When government officials renewed their push to get approval for the mammoth construction project from the National People's Congress in the late 1980's, Dai says they estimated the number of individuals who would be forced to resettle at less than a million. “Only a few months ago," she adds, "the government announced that the number of forced resettlement is now four million.” In her lectures, Dai has warned that that the spillover from inadequate housing for the displaced could lead to increased emigration to United States and Europe.

For generations, Chinese leaders have dreamed for taming the Yangtze River. The Chinese government has spent 17 years and an estimated $27 billion to harness its energy and control its catastrophic floods. So when the dam officially opened in June 2007 it should been a high-profile political event. Yet, observers immediately noticed that not a single member of the Politburo attended the ceremony, fueling speculation that Party members didn’t want their names or images attached to the project. Engineers have warned that the silt that clogs China’s rivers threatens to render the dam unusable, and slippage along the banks onthe Yangtze has contributed to landsides that threaten to bury villages.
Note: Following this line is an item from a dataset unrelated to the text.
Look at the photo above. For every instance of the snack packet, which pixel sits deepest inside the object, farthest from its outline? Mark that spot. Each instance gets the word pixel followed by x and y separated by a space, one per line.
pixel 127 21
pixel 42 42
During a visit to Hong Kong in 1982, Dai was impressed with the open press coverage of the Three Gorges Dam project, leading her to conclude that the Communist Party cared more about modernization than its people. She became a no-holds-barred critic of the Chinese government, a remarkable transformation for someone witha Communist Party pedigree. Dai’s father, Fu Daqing, was an intellectual and Communist Party martyr killed by the Japanese during World War II, and she was later adopted by Ye Jianying, a high-ranking marshal in the People’s Liberation Army.

Despite the serious tone of the conversation, Dai peppers her stories with laughter, even when discussing her own imprisonment. In the summer of 1989, Dai found herself caught up in the Tiananmen Square protests. Working as a journalist and editor at the time, she invited prominent researchers to her newspaper to comment on the uprising. “The student’s leaders asked us to go to Tiananmen Square and to publish a statement,” Dai explains. “The statement was already written and... twelve people had already signed, but they left a space for me.” Although she was hesitant to sign, Dai’s name would appear at the top of list.
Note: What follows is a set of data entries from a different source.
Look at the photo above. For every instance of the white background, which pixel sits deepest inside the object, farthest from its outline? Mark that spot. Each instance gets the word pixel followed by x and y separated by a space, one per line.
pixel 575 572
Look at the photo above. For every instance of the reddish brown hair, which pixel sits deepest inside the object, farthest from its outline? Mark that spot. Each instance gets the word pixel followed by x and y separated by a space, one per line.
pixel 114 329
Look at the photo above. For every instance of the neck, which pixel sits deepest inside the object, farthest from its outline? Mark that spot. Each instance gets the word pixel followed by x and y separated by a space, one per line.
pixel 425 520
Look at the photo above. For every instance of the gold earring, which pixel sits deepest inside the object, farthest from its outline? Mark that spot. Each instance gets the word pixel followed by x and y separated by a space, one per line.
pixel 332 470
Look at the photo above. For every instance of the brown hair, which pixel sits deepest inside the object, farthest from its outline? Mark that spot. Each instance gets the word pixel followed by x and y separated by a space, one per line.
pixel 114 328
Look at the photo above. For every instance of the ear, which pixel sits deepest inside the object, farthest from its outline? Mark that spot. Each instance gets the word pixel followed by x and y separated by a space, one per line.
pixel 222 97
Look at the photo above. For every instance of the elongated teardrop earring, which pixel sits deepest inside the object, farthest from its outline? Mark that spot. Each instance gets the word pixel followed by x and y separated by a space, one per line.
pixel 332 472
“I arrived in Tiananmen Square,so it gave the police an excuse, but actually the true reason is my writing,” Dai explains. On June 14, 1989, Dai began a 10-month detention at Qincheng Prison, a maximum-security facility she describes as a VIP club for China’s political prisoners, housing members of the 1989 Democracy Movement, Tibetan spiritual leaders, and Communist Party cadres purged during the Cultural Revolution. Imprisoned but never put on trial, Dai says she was only released when the World Bank petitioned the Chinese government in 1990 to release 200 political prisoners as a precondition for the bank to resume lending to China.
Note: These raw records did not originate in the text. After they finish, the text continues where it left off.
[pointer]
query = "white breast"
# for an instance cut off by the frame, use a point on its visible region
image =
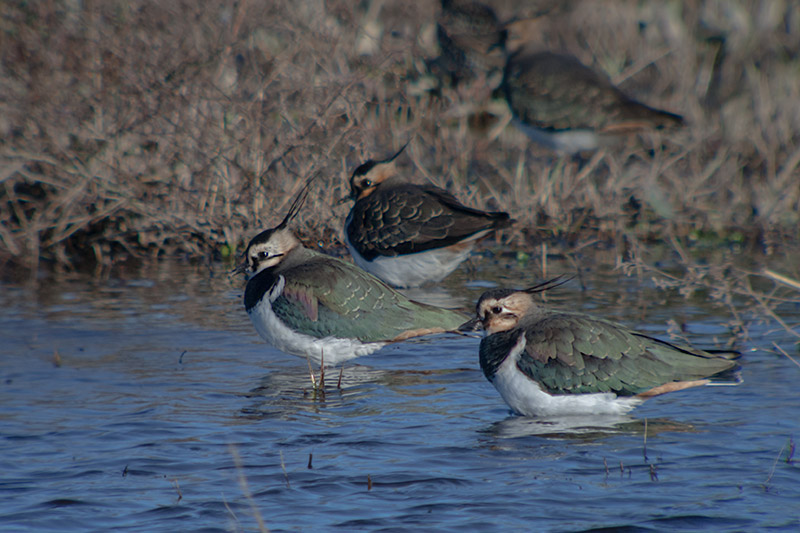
(334, 350)
(412, 270)
(569, 142)
(526, 397)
She declined offers of asylum from the United States and Germany, she says, earning her international praise, a high profile, and—for now—her continued freedom. Although she can no longer publish or lecture in China, Dai continues to write, visit universities abroad, and speak out. Indeed, the earnestness and defiance in her voice gives the impression of a woman who has only just begun to fight. Dai says she soon will release a report detailing the diversion of water from the rural provinces to Beijing, which she says is too often used to satiate the city’s thrust for extravagance, such as the country's over 1,000 golf courses that cater to China's new class of urban nouveau riche. "We have this kind of tradition," says Dai. "The military, they take power in Beijing, or anywhere, and just rob from the provinces."

Not far from the four trees Dai planted in honor of the Young Thinkers, another cluster of trees rises out of the steep, mist-shrouded mountains. “I started to take care of the buds and the seedlings,” Dai says.“Five years passed and it’s a small forest. This is for the unnamed young people killed in Tiananmen Square.”